I can't agree on this point. From the beginning of season 4 they have been exploring what it means to be human by having four characters learn that they are not human. Tory abandons her humanity at the first opportunity, Tyrol slowly abandons it and Tigh steadfastly refuses to let go of the man he wants to be. You also have Cavil's rant about not wanting to be human and wanting to be a machine, which at least brought up the questions in our mind of what constitutes a human.
Saying all of that doesn't mean that there's an interesting thought in there anywhere about "what it means to be human." Actually, "what it means to be human" within the context of popular drama is a bullshit question anyway.
Why is it never enough that a story about people be observant and moving? Why do skiffy fans always indulge in this apologia about "big questions" and "teaching" and such pooh-bah?
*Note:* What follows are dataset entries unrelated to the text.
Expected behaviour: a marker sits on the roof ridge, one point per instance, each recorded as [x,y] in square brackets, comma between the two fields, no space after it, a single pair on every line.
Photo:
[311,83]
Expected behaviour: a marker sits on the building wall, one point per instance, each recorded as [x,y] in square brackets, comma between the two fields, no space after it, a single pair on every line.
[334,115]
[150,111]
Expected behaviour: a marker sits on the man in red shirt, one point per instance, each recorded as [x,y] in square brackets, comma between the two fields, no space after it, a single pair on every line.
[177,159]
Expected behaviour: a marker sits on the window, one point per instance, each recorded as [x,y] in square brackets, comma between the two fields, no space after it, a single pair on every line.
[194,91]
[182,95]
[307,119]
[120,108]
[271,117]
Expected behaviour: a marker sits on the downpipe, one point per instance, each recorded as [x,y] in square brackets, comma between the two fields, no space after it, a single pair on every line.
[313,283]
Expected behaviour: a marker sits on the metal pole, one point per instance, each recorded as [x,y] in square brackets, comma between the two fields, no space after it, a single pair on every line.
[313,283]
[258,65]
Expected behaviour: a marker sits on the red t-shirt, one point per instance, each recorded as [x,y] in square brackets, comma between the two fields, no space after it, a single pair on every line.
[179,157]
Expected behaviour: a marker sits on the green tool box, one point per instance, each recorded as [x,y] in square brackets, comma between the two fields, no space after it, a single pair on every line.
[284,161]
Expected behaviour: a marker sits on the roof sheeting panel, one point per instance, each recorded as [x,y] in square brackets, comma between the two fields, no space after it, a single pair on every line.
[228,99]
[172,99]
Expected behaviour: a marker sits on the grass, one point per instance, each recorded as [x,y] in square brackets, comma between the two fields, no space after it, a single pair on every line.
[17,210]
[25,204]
This is nothing but fodder for a C- sophomore essay.
It also explored what happens to a society which loses all hope. The mutiny, Dee's suicide, Roslin's decision to die and Adama's breakdown have all been in response to finding out that Earth is a radioactive wasteland. They asked these questions and then played them out.
This, on the other hand, is worthwhile - well, not the "society which loses all hope," which is also middlebrow bullshit in this context, but the observation of individuals
losing hope and struggling to motivate themselves has been a large part of what's driving the narrative lately and BSG makes it really, really interesting and sometimes surprising.